Added support for METADATA_SCHEMA in ducklake config.yml
Summary
Add support for the METADATA_SCHEMA configuration option for DuckLake catalogs in DuckDB connections. This allows users to specify which schema in the catalog server should store DuckLake metadata tables.
Changes
- Core Configuration (sqlmesh/core/config/connection.py):
- Added metadata_schema optional field to DuckDBAttachOptions
- Updated to_sql() method to include METADATA_SCHEMA parameter in the DuckDB ATTACH statement when specified
- Documentation (docs/integrations/engines/duckdb.md):
- Added metadata_schema to YAML and Python configuration examples for DuckLake catalogs
- Added comprehensive configuration options table documenting all DuckLake-specific parameters including the new metadata_schema option
- Tests (tests/core/test_connection_config.py):
- Added test_ducklake_metadata_schema() with three test cases:
- Verifies METADATA_SCHEMA is included in SQL when specified
- Confirms default behavior (no METADATA_SCHEMA) when not specified
- Tests interaction with other DuckLake options (data_path, encrypted)
- Added test_ducklake_metadata_schema() with three test cases:
Motivation
DuckLake users need the ability to control where metadata tables are stored within the catalog server. The default main schema may not always be appropriate for organizational or security requirements. This configuration option provides that flexibility while maintaining backward compatibility (defaults to DuckLake's default behavior when not specified).
Example Usage
gateways: my_gateway: connection: type: duckdb catalogs: ducklake_catalog: type: ducklake path: catalog.ducklake metadata_schema: custom_workspace
Test Plan
- Unit tests verify SQL generation with and without metadata_schema
- Unit tests confirm compatibility with other DuckLake options
- Documentation updated with examples
Thank you for your submission!
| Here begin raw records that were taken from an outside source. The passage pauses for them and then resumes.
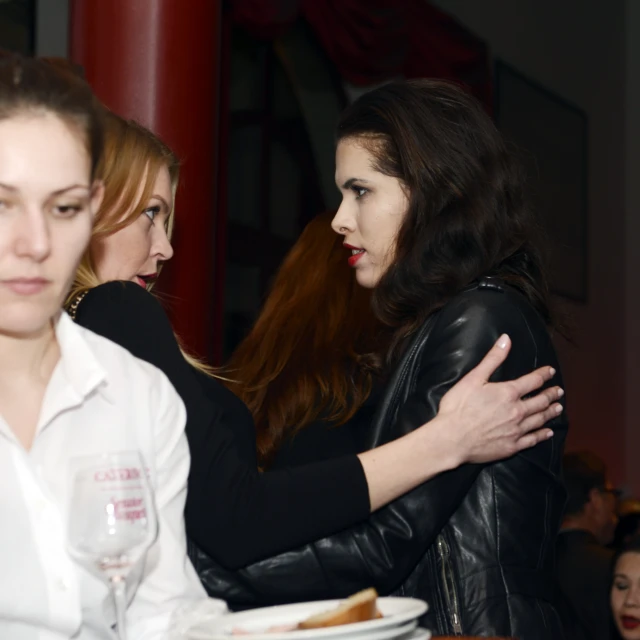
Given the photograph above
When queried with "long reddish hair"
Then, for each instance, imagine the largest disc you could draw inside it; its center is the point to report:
(311, 353)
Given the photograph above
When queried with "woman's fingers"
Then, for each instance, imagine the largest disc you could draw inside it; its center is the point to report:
(541, 401)
(531, 381)
(532, 439)
(539, 419)
(481, 373)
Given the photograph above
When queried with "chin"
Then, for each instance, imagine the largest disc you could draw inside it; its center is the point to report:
(367, 279)
(28, 317)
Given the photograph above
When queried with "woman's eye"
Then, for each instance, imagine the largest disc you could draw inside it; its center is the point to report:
(359, 191)
(67, 210)
(151, 212)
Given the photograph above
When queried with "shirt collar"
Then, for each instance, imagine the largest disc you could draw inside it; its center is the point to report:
(78, 361)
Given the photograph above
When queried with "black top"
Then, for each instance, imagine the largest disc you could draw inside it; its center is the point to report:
(584, 575)
(234, 513)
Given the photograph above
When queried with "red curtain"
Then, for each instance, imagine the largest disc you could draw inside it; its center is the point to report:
(370, 41)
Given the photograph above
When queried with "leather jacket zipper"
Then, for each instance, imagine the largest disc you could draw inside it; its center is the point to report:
(449, 585)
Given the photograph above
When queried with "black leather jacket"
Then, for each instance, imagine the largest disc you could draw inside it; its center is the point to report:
(476, 543)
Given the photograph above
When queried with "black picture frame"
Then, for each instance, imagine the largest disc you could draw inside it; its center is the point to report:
(551, 137)
(18, 26)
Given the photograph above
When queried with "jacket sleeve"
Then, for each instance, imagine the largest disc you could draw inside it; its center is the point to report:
(383, 551)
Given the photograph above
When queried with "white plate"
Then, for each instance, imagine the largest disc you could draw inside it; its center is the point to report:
(420, 634)
(397, 612)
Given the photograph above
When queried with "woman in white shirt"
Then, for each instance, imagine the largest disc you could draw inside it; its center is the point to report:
(65, 392)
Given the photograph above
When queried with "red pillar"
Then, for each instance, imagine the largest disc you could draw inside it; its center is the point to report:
(157, 61)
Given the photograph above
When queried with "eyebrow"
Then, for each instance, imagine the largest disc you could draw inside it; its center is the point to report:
(351, 181)
(55, 193)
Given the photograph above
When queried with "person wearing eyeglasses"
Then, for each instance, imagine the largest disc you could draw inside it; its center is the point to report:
(583, 561)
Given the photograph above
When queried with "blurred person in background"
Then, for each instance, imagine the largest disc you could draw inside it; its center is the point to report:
(625, 591)
(583, 561)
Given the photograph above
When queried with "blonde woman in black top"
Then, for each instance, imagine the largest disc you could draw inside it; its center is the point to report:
(234, 513)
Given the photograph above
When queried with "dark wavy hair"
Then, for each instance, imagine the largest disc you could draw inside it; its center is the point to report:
(468, 215)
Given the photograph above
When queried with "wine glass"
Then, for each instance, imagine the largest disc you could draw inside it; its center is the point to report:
(112, 519)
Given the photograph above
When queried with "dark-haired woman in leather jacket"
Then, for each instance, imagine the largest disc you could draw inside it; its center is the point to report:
(435, 220)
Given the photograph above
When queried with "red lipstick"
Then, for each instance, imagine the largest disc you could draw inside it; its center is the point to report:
(354, 256)
(26, 286)
(629, 622)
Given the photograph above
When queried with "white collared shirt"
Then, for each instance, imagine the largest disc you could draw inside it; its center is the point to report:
(100, 398)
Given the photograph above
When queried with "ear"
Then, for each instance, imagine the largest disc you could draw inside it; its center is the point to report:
(97, 195)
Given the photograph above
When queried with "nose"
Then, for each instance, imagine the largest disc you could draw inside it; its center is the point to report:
(342, 222)
(162, 246)
(32, 235)
(633, 596)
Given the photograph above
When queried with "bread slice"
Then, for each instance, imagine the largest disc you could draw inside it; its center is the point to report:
(357, 608)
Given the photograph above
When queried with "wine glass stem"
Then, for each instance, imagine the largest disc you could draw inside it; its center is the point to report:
(119, 590)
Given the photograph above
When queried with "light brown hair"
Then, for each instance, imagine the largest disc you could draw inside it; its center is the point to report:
(311, 353)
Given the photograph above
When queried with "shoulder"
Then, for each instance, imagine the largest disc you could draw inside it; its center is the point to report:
(487, 309)
(129, 315)
(491, 301)
(119, 363)
(118, 298)
(466, 328)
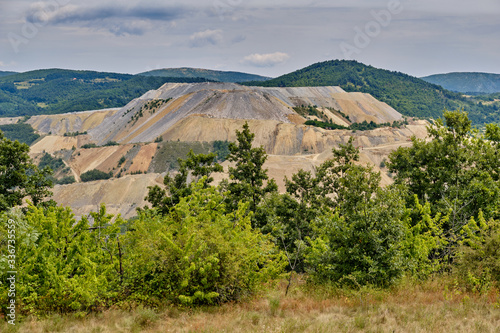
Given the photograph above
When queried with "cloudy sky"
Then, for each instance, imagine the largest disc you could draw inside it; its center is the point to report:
(418, 37)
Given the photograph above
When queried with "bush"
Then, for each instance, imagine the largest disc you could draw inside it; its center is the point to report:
(95, 175)
(361, 248)
(61, 264)
(201, 254)
(478, 261)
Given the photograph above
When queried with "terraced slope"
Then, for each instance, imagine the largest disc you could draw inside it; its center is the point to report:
(191, 115)
(138, 123)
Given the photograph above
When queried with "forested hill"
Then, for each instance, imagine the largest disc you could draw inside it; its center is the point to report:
(407, 94)
(52, 91)
(222, 76)
(4, 73)
(477, 83)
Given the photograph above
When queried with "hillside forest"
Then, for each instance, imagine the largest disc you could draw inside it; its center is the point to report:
(198, 243)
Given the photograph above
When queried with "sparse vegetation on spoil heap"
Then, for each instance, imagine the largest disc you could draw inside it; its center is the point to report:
(335, 235)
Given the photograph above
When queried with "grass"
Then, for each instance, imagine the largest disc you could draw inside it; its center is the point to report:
(433, 306)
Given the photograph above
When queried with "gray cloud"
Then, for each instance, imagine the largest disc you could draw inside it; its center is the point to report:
(118, 20)
(265, 60)
(205, 38)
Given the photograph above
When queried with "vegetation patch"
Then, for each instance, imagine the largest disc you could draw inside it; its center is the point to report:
(95, 175)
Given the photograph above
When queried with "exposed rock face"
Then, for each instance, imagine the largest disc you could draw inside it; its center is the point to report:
(201, 113)
(133, 123)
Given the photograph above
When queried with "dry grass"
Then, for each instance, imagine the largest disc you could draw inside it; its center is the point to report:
(430, 307)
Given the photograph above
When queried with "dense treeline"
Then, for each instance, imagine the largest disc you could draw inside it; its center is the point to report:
(407, 94)
(54, 91)
(95, 174)
(205, 244)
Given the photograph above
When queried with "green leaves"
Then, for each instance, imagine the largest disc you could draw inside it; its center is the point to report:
(248, 175)
(199, 253)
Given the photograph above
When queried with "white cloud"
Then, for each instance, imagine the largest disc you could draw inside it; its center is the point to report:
(265, 60)
(207, 37)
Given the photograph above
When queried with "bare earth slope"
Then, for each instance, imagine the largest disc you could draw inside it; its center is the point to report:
(230, 101)
(186, 114)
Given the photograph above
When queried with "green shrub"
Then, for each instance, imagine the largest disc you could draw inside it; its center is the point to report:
(198, 253)
(60, 261)
(361, 248)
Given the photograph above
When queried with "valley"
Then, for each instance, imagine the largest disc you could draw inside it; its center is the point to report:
(140, 142)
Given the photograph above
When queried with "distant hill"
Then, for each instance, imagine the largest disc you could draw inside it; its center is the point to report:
(4, 73)
(409, 95)
(221, 76)
(53, 91)
(482, 83)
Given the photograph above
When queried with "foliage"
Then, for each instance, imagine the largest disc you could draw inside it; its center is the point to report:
(409, 95)
(362, 247)
(456, 171)
(54, 91)
(63, 265)
(222, 76)
(248, 175)
(95, 174)
(193, 168)
(19, 177)
(21, 132)
(198, 253)
(478, 259)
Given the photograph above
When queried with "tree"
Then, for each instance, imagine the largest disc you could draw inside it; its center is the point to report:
(195, 167)
(456, 171)
(248, 175)
(19, 177)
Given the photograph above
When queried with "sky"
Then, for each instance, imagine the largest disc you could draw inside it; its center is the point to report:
(270, 38)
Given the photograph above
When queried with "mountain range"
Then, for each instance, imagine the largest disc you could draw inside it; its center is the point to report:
(56, 91)
(409, 95)
(221, 76)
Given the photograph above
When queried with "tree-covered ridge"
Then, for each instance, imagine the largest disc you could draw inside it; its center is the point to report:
(6, 73)
(207, 244)
(53, 91)
(409, 95)
(475, 83)
(221, 76)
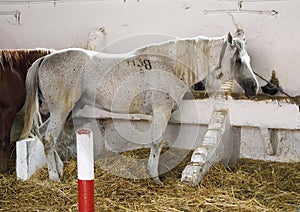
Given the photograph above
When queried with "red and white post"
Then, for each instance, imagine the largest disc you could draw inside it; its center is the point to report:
(85, 169)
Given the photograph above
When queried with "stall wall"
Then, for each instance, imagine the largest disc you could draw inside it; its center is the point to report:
(271, 26)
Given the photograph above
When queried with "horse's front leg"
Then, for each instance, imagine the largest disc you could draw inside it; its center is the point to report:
(159, 124)
(55, 164)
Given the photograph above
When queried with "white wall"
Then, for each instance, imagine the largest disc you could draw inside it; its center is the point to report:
(272, 39)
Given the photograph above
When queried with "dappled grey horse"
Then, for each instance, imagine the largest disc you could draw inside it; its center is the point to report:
(150, 80)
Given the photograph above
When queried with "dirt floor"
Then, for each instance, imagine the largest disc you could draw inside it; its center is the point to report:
(249, 186)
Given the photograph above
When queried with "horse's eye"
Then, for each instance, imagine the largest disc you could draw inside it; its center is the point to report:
(238, 61)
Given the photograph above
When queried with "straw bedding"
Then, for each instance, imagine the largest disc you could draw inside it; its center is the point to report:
(249, 186)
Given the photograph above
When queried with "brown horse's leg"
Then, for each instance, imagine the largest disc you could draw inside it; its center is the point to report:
(6, 120)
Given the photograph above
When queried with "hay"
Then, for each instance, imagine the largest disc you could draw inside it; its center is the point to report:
(249, 186)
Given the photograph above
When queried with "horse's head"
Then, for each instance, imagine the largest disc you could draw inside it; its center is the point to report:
(236, 63)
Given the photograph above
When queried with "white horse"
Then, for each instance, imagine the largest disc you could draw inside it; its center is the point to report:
(150, 80)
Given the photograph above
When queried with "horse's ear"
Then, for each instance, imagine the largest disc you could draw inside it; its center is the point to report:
(229, 39)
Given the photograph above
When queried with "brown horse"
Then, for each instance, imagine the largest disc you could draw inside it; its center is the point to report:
(13, 70)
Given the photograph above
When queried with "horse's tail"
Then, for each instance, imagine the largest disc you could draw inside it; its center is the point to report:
(31, 103)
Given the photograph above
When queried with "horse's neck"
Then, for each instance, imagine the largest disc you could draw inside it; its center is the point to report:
(194, 58)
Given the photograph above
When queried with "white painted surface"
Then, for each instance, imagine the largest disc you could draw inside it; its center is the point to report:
(272, 39)
(30, 157)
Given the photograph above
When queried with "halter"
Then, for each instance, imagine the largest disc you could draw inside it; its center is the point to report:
(218, 68)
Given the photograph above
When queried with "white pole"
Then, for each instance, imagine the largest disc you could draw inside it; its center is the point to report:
(85, 169)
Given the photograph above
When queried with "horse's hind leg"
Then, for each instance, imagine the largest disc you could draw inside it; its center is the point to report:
(6, 121)
(159, 124)
(54, 128)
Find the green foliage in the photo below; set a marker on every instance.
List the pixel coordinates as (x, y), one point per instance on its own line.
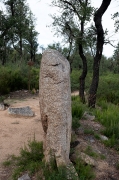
(108, 88)
(29, 160)
(90, 152)
(108, 117)
(16, 78)
(84, 171)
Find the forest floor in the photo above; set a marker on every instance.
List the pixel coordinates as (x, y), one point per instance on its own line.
(15, 132)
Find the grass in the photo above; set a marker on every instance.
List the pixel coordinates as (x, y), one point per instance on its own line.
(31, 161)
(109, 118)
(84, 171)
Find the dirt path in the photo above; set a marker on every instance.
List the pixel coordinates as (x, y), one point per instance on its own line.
(16, 131)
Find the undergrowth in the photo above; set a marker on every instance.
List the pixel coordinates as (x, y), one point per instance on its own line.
(31, 161)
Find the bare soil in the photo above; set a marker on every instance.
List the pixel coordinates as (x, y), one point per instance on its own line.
(16, 131)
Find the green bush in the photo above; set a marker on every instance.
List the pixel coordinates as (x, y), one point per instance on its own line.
(16, 78)
(109, 118)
We really appreciate it. Like many open source projects, we ask that you sign our Contributor License Agreement before we can accept your contribution.
rmac seems not to be a GitHub user. You need a GitHub account to be able to sign the CLA. If you have already a GitHub account, please add the email address used for this commit to your account.
You have signed the CLA already but the status is still pending? Let us recheck it.
METADATA_SCHEMA is documented in docs/integrations/engines/duckdb.md
https://github.com/TobikoData/sqlmesh/pull/5456/files#diff-de5de8bb701edca7af9847e114df48bfceefda5f991eaa196a2dfe765a5af9a3
Hey @justbry, sorry for the delay here. I was talking about official documentation around this flag; could you link it here? Also, can you please sign the CLA? Thanks!
Ducklake extension parameters for reference: https://ducklake.select/docs/stable/duckdb/usage/connecting#parameters
Is the only hold up of this being merged waiting on @justbry to sign the CLA? I'm in need of this update.
In addition to the last comment, it appears the user name and email address used for committing these changes are different to the GitHub user that pushed this PR.
Either please (1) recommit with an email address that is associated to the @justbry account or (2) add the email address for "rmac" to that account, as stated in the bot comment.
I signed in but had a different email in git on my new computer so it did not accept my signature. Sorry for the extra work this caused. Thanks for adding the support.